C. Jerome Woods, Founding Director of the Black LGBT Project (chronicles the lives and contributions of Black LGBT persons and their significant others) is a published poet and author whose work has appeared in various queer and mainstream publications as well as recorded on compact disc, and appears in "Jewel's Catch One" documentary on Netflix. Rooted in family, friends, and community, the Louisiana native and retired educator sits on several community advisory boards, art panels, and councils. This year marks Woods' second year as a Steering Committee Member for ONE Institute's CIRCA: Queer Histories Festival 2024. Woods hopes to communicate and collaborate with individuals, organizations, agencies, and institutes in decreasing and/or eradicating HIV/AIDS, homelessness, illiteracy, age and ethnic discrimination, homophobia, incarceration, and stigma and shame in the international community(ies).
Nix Mendy (they/them) is a graduate of Simmons University's Archives Management program and the Digital Archive Coordinator for OUTWORDS. They conduct oral history interviews with LGBTQ+ elders, collect and manage interviewees' digital photographs, make interviews accessible and discoverable through the website, and support external programming.
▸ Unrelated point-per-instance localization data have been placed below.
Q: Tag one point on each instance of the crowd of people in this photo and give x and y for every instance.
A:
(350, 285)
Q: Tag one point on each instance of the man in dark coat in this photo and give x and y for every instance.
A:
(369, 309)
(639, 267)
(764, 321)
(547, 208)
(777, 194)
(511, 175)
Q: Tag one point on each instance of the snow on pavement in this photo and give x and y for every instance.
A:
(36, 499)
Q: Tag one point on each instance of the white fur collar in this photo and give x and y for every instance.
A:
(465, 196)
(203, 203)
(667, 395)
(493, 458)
They also lead the Content Advisory Task Force in addressing sensitive and challenging content. Beyond OUTWORDS, they serve as Research Coordinator (Project Archivist) for the "Digitizing the Moving Images of the Colorado Plateau and American Southwest" grant at Northern Arizona University, which is funded by the National Endowment for the Humanities. The NEH grant supports the digitization and promotion of hundreds of archival films from NAU and Indigenous partners' (Hualapai, Hopi, and Navajo) collections. In all roles, Nix hopes to inspire greater self-determination from historically marginalized people by challenging under- and misrepresentation in archives.